5 California Milk Processors Board

"Planet in Need," Goodby, Silverstein & Partners, San Francisco

Don't have a cow. Unless you're a citizen of Brittlelactica, home planet to a milk-deprived alien race obsessed with obtaining the white wonder tonic from Earth in the most recent "Got Milk?" campaign. The creatives really outdid themselves creating the back story for the civilization.


"Monk-E-Mail," Cramer-Krasselt, Chicago

The website succeeds for the same reason the TV campaign does: It's got monkeys. Put those simian slackers to work for you in a customizable e-mail-dress up a monkey and record a personal message for it to deliver-and we're quite certain you'll never approach job-searching the same way again.

7 Adidas

adicolor films, Idealogue, New York

The New York-based boutique and producer Sara Seiferheld assembled some of today's best directorial talent to go buck wild creatively on a series of weird, lovely, sexy podcasts, earning the brand real cred not just as a purveyor of fine footwear but as a patron of all things cool.
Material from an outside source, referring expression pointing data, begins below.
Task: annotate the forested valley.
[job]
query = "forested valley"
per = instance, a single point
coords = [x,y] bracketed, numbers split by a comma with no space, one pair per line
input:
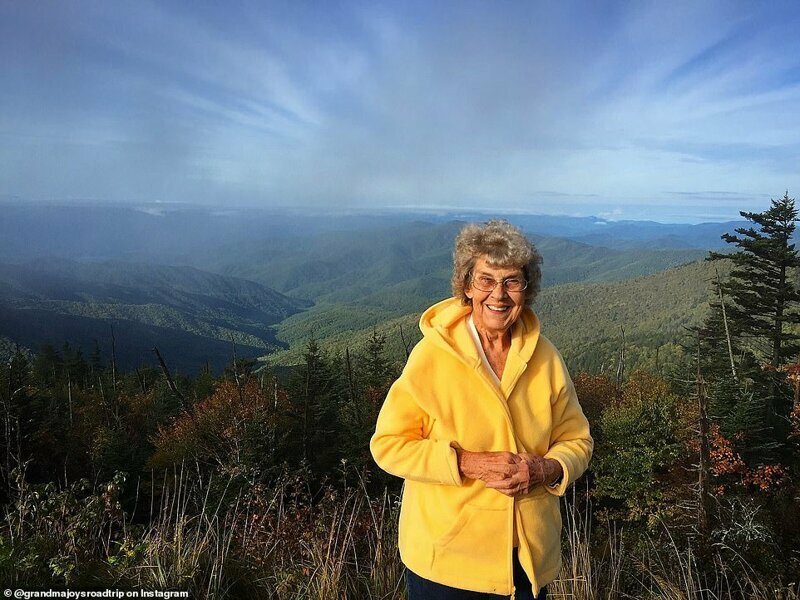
[254,479]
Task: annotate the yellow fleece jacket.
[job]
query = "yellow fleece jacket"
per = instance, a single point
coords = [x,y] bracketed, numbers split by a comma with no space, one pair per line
[457,531]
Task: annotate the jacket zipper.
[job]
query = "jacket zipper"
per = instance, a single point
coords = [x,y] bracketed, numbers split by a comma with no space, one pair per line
[511,551]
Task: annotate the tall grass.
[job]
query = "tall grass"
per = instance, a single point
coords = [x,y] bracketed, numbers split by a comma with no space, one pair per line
[225,540]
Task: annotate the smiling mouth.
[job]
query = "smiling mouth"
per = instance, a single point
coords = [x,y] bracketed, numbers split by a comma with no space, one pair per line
[498,309]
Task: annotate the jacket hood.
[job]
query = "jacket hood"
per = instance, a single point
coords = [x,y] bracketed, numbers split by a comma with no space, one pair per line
[445,324]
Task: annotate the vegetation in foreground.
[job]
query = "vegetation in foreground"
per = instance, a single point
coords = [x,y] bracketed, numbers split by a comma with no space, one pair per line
[252,486]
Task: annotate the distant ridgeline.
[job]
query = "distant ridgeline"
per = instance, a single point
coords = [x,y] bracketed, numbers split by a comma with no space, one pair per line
[261,285]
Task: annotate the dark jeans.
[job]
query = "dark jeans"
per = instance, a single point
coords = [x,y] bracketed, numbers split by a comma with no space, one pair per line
[420,588]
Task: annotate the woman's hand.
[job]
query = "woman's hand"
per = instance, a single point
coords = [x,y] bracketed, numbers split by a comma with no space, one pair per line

Our favorite: artist Charlie White's beautifully twisted "Pink."

8 Saturn

"250,000 Mile Test Drive," Goodby, Silverstein & Partners, San Francisco

A banner ad that knows where you live? Not as spooky as it sounds, if you're referring to this campaign for the launch of the Saturn Aura, which takes users on a Google Earth-assisted journey to virtual recreations of local Saturn dealerships.

9 Martin luther king JR. day

"Remember Segregation," DDB, Seattle

The campaign in honor of Martin Luther King Jr. Day was integrated, but the message wasn't. Print ads, direct mail and a website used purposefully segregated sets of copy urging "white and colored" audiences to stick to their own, creating a hard-hitting reminder of the importance of King's legacy.

10 Nike, Apple

nike plus and ipod, R/GA, New York

We've got to hand it to a piece of technology that integrates online and analog design and two marketers' core values and audiences as seamlessly as this one. Simply combine your Nike Plus sneakers and your iPod Nano and start running, while the system tracks your workout in real time.